How Could You Like That Book?
We often think it, but don’t say it.
How Could You Like That Book?
by Tim Parks in NYRB
I rarely spend much time wondering why others do not enjoy the books I like. Henry Green, an old favorite, almost a fetish, is never an easy read and never offers a plot that is immediate or direct. “There’s not much straight shootin,’” he admitted, in the one interview he gave. Elsa Morante is so lush and fantastical, so extravagantly rhetorical, she must seem way over the top to some. Thomas Bernhard offers one nightmare after another in cascades of challenging rhetoric; it’s natural to suspect he’s overdoing it. Christina Stead is so wayward, so gloriously tangled and disorganized, it’s inevitable that some readers will grow weary. And so on.
Perhaps it’s easy for me to understand why so many are not on board with these writers because I occasionally feel the same way myself. In fact it may be that the most seductive novelists are also the ones most willing to risk irritating you. Faulkner comes to mind, so often on the edge between brilliant and garrulous. Italy’s Carlo Emilio Gadda was another. Muriel Spark. Sometimes even Kafka. Resistance to these writers is never a surprise to me.

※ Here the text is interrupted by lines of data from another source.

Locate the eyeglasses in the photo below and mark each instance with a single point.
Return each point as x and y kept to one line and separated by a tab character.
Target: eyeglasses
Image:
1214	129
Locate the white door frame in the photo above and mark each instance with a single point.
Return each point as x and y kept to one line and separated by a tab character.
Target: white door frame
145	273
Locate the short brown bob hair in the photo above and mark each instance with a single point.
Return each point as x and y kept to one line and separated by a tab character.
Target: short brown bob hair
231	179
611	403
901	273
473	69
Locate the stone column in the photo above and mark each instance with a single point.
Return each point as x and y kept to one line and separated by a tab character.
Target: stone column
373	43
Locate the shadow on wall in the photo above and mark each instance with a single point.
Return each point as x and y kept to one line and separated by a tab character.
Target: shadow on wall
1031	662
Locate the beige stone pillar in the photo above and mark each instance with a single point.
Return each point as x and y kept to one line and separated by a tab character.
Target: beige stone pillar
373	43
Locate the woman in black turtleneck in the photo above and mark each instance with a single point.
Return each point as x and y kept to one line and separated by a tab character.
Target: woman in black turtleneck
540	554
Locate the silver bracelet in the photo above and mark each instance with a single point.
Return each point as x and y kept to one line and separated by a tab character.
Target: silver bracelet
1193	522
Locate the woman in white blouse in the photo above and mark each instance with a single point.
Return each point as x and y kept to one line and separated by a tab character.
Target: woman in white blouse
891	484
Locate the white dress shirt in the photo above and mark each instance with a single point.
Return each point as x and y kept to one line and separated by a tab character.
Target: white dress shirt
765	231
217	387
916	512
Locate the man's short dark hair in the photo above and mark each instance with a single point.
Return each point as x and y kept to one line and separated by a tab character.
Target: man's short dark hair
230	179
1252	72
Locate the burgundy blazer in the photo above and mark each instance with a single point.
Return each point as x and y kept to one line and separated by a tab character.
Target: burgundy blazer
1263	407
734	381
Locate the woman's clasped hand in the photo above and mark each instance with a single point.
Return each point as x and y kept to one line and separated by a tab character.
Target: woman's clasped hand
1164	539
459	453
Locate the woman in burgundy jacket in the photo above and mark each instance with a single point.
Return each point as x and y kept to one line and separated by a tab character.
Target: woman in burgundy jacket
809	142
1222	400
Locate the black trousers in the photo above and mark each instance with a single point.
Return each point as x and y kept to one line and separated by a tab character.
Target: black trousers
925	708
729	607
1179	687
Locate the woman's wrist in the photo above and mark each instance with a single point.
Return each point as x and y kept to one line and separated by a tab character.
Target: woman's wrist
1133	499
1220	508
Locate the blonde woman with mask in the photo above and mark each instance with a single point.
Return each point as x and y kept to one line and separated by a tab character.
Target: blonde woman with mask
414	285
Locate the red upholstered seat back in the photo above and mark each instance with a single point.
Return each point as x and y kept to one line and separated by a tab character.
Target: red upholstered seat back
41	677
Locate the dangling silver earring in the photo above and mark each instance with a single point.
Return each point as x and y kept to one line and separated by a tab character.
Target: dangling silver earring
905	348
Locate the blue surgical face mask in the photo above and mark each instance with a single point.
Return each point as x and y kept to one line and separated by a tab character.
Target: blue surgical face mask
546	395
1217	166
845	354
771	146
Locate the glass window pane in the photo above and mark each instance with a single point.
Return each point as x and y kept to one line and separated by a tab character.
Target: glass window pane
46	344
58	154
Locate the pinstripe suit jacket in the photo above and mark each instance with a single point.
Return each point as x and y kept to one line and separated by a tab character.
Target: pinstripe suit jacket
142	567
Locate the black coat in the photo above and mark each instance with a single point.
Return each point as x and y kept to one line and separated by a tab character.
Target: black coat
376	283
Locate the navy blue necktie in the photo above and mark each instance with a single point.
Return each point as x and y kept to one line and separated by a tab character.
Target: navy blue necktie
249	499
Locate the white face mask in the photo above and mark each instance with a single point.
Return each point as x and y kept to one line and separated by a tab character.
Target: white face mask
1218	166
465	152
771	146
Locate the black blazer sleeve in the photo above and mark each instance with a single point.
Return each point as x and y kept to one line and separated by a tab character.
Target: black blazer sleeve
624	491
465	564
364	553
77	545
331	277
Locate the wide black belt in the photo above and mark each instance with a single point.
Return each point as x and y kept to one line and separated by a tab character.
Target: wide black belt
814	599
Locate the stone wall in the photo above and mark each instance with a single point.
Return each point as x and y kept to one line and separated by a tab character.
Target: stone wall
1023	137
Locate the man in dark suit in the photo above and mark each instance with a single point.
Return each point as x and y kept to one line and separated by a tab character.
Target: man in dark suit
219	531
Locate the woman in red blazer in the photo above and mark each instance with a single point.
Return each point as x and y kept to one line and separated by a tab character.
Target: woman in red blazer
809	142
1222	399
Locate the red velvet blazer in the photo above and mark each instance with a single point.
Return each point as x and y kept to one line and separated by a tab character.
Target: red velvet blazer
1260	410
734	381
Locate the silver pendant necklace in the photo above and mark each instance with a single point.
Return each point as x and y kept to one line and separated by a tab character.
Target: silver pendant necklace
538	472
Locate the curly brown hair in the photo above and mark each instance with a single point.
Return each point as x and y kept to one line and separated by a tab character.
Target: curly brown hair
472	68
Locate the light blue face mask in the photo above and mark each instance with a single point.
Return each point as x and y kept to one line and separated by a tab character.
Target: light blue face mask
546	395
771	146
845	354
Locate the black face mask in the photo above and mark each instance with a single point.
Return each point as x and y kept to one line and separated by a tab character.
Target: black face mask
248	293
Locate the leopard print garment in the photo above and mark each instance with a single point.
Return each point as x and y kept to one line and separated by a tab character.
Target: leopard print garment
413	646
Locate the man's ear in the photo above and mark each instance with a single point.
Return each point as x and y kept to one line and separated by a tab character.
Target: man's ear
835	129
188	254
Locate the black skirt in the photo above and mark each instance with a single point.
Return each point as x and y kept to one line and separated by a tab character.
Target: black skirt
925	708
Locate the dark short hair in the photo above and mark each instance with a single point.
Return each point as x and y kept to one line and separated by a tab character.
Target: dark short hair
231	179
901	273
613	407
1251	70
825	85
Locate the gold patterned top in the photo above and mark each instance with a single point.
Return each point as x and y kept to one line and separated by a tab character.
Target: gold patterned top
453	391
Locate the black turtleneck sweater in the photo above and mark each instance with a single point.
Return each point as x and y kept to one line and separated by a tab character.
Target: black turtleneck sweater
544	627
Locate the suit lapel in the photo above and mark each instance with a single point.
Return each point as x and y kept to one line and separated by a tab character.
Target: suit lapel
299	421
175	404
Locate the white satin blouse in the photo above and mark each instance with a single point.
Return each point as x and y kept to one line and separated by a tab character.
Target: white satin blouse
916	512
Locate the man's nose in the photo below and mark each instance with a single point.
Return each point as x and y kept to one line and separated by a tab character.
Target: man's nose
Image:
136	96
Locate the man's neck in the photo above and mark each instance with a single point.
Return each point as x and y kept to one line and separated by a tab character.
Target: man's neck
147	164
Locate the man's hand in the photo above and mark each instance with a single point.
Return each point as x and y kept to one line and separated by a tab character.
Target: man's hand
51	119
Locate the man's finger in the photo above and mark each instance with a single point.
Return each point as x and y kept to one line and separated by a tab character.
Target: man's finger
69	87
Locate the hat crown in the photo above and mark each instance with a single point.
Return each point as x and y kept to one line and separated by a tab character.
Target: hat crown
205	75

On the other hand, I do spend endless hours mulling over the mystery of what others like. Again and again the question arises: How can they?I am not talking about genre fiction, where the pleasures are obvious enough. Reviewing duties over the last few years have had me reading Stieg Larsson, E.L. James, and a score of Georges Simenon’s Maigrets. Once you accept the premise that you are reading for entertainment, their plots and brightly-drawn dramatis personae quickly pull you in. However “adult” the material, one is reminded of the way one read as a child: to know what happens. You turn the pages quickly, even voraciously, and when something galls—the ugly exploitation of sexual violence in Larsson, the cartoon silliness of James, the monotonous presentation of Maigret as the dour, long-suffering winner—you simply skip and hurry on, because the story has you on its hook. You can see why people love these books, and above all love reading lots of them. They encourage addiction, the repetition of a comforting process: identification, anxiety/suspense, reassurance. Supposedly realistic, they actually take us far away from our own world and generally leave us feeling pleased that our lives are spared the sort of melodrama we love to read about.
But what are we to say of the likes of Haruki Murakami? Or Salman Rushdie? Or Jonathan Franzen?